Hermann Haller氏らの研究では、寿命がわずか4~6カ月のアフリカンターコイズキリフィッシュという小魚が用いられた。この魚は非常に老化が速いため、わずか数週間の研究でヒトの数十年分に相当する加齢現象を観察することができる。
SGLT2阻害薬を投与しない場合、この魚の腎臓には人間の腎臓と非常によく似た加齢変化が観察された。具体的には、腎臓内の毛細血管が少なくなり、ろ過システムがダメージを受け、炎症が強まり、細胞のエネルギー産生に支障が生じた。しかしSGLT2-iを投与した魚では、これらの変化が少なく、血流やろ過機能、エネルギー産生機能も正常に維持されていた。また、炎症抑制や細胞間のコミュニケーション改善といった作用も観察された。
SGLT2-i投与の有無による最大の違いの一つは毛細血管に認められた。同薬を投与されていない魚は加齢とともに毛細血管が徐々に失われていき、その結果、腎臓の細胞は酸素を得ることが困難になり、エネルギー産生に支障が生じ始めた。一方で同薬を投与された魚はより多くの毛細血管が維持され、エネルギー産生の改善と炎症抑制に関連する遺伝子の発現が若い個体に近い状態を示した。

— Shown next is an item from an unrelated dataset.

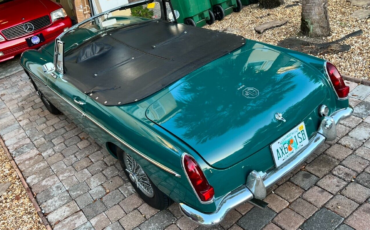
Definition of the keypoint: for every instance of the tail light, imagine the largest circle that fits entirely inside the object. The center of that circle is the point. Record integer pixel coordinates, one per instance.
(199, 182)
(337, 80)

元論文のタイトルは、”Sodium-glucose co-transporter 2 inhibition improves age-dependent kidney microvascular rarefaction.(ナトリウム・グルコース共輸送体2(SGLT2)阻害は、加齢に伴う腎微小血管の希薄化を改善する。)”です(論文をみる)。
既にダメージが進行している腎臓の修復にもSGLT2阻害薬が役立つか否かの検討、および治療開始のタイミングの重要性に関する研究はこれからだそうです。SGLT2阻害薬のおかげで透析や腎移植が避けられるようになるのでしょうか?